Tuesday 1 December 2009

Stuff Feminism

I have come to the conclusion that actually I am a pretty rubbish feminist. When I want to be, I can get on the highest of horses and expound the arguments with the best of them, however at heart, I realise that actually I am a 1950's housewife manquée.

I was having a chat with Dad while sat in traffic on the way to the Sistine Chapel while him and Mum were over (totally irrelevant, sorry) and we were commenting on the differences in the options that are open to me as opposed to when they were younger. It seemed actually rather lovely in their era - the done thing was to get a bit of a schooling but really this was just biding time until the main event: They left home, got married, had children. If you were a man, you got a job. If you were a woman, you had and then looked after the children. And practically, that was it for the next twenty years, at which point you cashed in your British Telecom shares, made a fortune when the Building Societies privatised, sold your house for an obscene profit and had a great time while you were still young enough to enjoy it.

The point was that it sounded lovely.
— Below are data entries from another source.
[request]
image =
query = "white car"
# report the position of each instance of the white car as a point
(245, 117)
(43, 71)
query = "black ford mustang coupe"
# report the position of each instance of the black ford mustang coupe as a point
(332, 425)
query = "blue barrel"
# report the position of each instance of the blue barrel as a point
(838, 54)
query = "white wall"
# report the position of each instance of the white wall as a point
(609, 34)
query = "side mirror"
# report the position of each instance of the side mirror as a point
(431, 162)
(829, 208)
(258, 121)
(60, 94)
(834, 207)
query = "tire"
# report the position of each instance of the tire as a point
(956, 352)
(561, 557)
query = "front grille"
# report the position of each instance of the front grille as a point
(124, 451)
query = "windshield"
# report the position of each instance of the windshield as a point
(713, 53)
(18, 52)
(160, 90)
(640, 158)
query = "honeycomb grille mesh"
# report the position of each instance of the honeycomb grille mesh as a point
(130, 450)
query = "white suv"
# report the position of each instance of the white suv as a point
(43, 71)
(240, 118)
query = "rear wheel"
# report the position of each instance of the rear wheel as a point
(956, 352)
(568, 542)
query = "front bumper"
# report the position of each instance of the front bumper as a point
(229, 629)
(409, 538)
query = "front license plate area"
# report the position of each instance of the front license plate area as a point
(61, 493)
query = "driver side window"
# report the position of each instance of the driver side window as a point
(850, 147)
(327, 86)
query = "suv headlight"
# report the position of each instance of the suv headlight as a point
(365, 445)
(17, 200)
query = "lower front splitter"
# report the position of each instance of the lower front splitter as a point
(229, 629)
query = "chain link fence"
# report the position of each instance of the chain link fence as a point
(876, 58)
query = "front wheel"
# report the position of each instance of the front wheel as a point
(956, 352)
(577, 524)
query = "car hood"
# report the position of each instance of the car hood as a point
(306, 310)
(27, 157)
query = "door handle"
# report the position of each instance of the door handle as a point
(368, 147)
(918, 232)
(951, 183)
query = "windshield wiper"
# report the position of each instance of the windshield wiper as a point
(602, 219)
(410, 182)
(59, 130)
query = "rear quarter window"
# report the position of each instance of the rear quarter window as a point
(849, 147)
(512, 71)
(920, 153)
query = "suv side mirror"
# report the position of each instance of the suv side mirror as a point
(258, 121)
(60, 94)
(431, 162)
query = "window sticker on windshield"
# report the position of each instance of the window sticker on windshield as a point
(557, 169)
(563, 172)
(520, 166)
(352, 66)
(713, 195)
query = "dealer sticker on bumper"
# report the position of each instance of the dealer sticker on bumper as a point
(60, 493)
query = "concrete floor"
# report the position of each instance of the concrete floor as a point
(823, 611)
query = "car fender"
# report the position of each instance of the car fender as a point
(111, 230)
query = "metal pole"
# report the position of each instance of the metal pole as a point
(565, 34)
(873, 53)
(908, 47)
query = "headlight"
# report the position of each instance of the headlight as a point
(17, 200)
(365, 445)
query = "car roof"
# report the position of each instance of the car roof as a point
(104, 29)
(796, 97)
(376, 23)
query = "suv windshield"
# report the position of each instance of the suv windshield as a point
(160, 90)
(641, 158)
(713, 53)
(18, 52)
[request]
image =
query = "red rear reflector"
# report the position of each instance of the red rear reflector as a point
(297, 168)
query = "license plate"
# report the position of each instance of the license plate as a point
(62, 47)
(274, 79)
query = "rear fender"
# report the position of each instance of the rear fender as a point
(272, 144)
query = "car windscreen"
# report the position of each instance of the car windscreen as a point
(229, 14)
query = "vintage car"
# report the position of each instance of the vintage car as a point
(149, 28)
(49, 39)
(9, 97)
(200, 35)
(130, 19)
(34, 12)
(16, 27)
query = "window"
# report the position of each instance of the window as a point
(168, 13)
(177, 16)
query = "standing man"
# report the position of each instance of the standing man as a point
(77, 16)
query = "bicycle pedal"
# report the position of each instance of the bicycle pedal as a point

All their friends were doing the same thing, the kids were all around the same age so could play and grow up together and there was no restless quest for something better because that was your life. I am sure that there are plenty of my friends and peers who would run vomiting and screaming from the room to hear me say this - but I envy that life. I have heard Russians and Romanians lamenting the loss of the State-controlled lives they had - there were no options, and life was so much more certain. Not that I am comparing the pre-feminist woman's lot with Communist Russia, we weren't sent sent to gulags if we didn't fancy popping out a couple of sprogs and knocking up a stew every now and again for supper. Hopefully you get the point I'm making, however.

Now we have so many options and possibilities that the fact that you haven't done anything spectacular or worthy by the age of 40 is just another reason to beat yourself up. With expectations come responsibility and I am not sure my feminist sisters in the '70's actually realised that for someone like me, taking away some options is not really a bad thing. In fact, it is positively beneficial and doesn't leave me feeling like a total failure for not living up to their hopes and dreams. Is it just me? It would suit me to go back to 1950, I have never really achieved anything noteworthy other than bum around having a good time and I think I would suit a pinny. I have seen lots of the world, which I do believe is a good thing, and would not have been thinkable in my parents' day. However, I would have had my children young and have my middle-youth to enjoy my sightseeing, with the added bonus of all the lovely windfall cash in my pocket.


It's a conundrum that has come into focus as part of my Passing Forty Epiphany, and one I am now really too old to do anything about. I can still get the pinny, though. Cath Kidston here I come.